On the other hand, as far as I know, there is no new API to apply
adjustments to the Windows system time more smoothly. The legacy API
only allows to specify to change the amount of time (in 100 ns units)
which is added to the system time at every 15.6 ms interval.
I.e., the standard value is 156000, and the clock drift can be changed
by setting the value to 156001 or 155999. Even these steps are often too
coarse, so ntpd provides a kind of PWM control which increases the
adjustment value. E.g. if the required drift compensation is only half
of what is gained by a +1 increment then ntpd increments the tick
adjustment for a certain interval, and then decrements it for the same
interval, resulting in a mean value of +0.5.

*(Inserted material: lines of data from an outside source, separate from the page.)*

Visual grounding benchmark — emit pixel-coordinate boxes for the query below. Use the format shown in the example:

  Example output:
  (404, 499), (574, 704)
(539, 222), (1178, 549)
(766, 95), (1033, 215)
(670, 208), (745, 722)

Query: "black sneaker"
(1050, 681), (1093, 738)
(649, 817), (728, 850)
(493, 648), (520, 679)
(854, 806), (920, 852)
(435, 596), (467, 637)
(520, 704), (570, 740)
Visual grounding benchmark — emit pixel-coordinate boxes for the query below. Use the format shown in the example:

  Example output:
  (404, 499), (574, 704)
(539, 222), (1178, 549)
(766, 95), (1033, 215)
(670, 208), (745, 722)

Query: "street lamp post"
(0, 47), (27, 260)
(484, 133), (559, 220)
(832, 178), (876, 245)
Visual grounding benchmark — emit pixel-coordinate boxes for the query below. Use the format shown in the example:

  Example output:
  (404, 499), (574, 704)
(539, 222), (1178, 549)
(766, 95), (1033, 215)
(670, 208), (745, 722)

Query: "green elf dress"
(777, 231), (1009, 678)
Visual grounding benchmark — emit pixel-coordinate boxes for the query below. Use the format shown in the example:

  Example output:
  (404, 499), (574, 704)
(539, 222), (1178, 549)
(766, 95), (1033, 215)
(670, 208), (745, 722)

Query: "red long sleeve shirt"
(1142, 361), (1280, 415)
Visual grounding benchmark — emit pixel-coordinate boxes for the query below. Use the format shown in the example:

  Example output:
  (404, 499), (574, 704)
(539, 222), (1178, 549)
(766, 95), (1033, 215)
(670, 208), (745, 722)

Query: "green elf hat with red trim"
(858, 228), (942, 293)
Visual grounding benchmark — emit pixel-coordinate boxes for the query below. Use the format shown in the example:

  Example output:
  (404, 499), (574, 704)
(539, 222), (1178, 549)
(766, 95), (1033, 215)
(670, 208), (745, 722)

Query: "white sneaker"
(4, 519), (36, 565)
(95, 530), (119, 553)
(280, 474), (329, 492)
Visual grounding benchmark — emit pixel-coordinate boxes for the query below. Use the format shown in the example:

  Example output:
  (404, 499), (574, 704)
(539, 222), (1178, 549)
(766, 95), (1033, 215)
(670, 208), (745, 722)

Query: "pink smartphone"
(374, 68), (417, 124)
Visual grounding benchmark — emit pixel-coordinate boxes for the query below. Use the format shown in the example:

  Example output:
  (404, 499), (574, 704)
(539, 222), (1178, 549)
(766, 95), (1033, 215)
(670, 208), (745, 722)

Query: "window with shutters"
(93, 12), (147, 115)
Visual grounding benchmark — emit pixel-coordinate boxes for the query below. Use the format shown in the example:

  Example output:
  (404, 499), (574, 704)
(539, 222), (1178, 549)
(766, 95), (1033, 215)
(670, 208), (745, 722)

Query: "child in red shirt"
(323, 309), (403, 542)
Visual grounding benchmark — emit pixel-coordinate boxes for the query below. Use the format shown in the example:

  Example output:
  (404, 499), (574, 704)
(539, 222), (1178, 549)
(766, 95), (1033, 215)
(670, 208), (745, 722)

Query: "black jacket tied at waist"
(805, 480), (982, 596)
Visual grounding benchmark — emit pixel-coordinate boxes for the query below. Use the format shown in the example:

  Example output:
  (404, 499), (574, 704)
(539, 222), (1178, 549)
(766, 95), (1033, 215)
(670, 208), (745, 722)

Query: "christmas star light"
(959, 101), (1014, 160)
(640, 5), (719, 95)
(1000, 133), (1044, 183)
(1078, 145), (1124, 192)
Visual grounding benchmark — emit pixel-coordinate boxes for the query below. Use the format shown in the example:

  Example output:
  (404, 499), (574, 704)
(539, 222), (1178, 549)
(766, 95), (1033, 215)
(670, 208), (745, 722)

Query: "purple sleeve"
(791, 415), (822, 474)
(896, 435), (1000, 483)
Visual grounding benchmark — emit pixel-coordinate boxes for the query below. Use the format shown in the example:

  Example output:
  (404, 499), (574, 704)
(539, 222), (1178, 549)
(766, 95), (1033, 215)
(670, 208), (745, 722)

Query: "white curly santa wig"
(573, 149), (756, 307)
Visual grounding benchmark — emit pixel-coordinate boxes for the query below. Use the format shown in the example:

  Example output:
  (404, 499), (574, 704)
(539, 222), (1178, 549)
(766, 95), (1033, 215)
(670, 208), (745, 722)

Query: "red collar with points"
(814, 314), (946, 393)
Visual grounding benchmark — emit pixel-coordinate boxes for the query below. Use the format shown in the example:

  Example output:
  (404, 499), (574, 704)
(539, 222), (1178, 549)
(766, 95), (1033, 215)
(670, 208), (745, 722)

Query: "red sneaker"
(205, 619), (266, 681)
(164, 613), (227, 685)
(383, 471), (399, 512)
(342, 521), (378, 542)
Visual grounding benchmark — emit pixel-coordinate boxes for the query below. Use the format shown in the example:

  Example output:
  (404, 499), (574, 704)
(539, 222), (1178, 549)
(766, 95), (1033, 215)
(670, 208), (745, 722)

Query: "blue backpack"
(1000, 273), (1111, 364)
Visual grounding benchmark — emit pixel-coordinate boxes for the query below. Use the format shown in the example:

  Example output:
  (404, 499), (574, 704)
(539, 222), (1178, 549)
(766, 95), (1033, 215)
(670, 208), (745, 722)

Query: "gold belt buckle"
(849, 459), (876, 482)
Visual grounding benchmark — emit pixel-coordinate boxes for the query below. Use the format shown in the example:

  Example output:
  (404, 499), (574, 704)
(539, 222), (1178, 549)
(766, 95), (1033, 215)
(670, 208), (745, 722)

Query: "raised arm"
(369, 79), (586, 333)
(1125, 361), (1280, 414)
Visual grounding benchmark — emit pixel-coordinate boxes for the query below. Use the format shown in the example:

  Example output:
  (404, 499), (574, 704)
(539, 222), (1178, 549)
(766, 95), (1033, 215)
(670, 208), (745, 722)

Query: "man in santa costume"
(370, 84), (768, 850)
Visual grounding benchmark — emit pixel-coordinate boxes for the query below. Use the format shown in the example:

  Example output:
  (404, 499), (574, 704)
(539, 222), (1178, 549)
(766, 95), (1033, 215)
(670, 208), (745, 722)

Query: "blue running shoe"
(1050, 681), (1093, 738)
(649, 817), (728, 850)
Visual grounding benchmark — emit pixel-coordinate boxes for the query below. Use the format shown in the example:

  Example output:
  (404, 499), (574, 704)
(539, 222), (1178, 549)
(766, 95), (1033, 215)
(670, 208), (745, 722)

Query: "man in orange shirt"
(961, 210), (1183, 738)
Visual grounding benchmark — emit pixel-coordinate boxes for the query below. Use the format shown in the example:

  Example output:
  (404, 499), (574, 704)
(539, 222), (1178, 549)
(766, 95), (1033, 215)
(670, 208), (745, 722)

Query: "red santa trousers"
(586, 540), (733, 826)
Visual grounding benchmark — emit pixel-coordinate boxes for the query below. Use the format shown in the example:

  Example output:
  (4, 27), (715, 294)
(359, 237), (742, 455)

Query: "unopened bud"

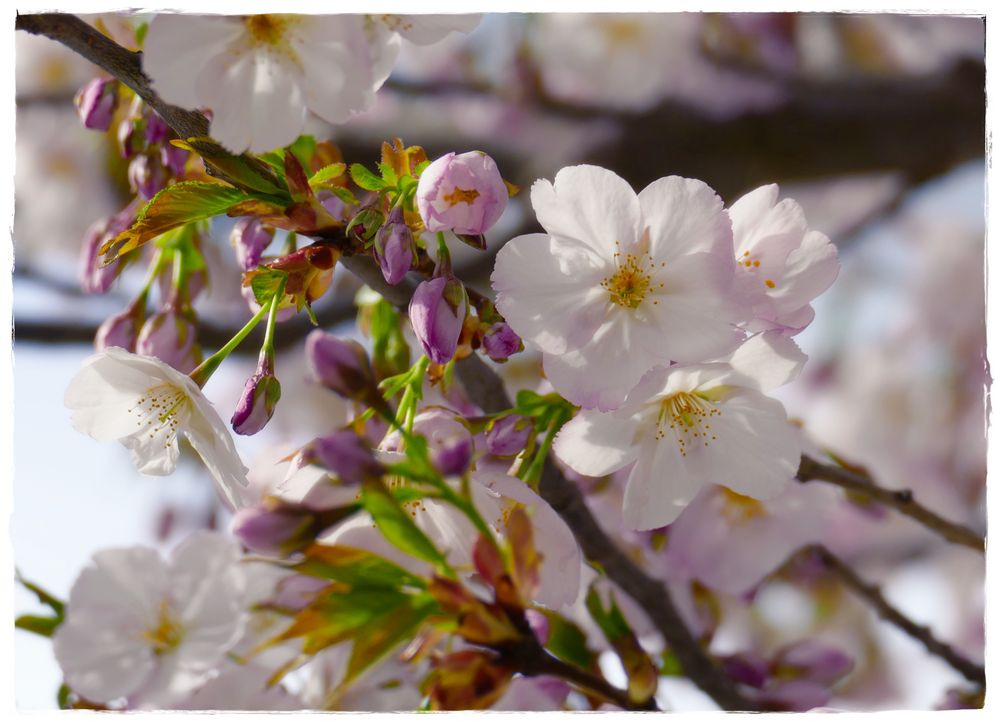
(410, 274), (467, 364)
(73, 78), (118, 131)
(486, 416), (535, 456)
(483, 321), (523, 363)
(231, 352), (281, 436)
(135, 305), (201, 374)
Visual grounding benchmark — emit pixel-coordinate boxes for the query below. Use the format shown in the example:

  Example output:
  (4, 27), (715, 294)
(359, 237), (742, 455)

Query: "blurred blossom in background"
(12, 14), (989, 710)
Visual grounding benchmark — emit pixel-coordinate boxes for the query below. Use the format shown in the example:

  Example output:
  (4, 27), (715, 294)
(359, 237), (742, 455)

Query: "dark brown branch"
(806, 546), (986, 687)
(796, 456), (985, 553)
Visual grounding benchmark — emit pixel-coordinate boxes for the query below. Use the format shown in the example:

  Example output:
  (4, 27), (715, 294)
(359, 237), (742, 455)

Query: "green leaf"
(14, 614), (62, 637)
(101, 181), (247, 261)
(378, 163), (399, 186)
(171, 138), (291, 198)
(293, 544), (426, 589)
(309, 163), (354, 187)
(341, 598), (437, 685)
(361, 479), (447, 567)
(351, 163), (385, 191)
(250, 267), (288, 306)
(543, 611), (597, 669)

Things are even worse if the Windows kernel ignores small adjustments
below 16. In this case the time synchronization software had to change
the tick adjustment from 156000 to 156016 or 155984 to cause some effect
in system time keeping, so the PWM control has to account for this. E.g.
and apply +16 for a given interval, and then use the original value for
31 * the same interval to get a mean value of +0.5.
In 31 times of a given interval the clock can drift much more than
during a single interval only.
In the lower parts of the graphs I've recently posted you can see how
ntpd applies corrections to change the clock drift.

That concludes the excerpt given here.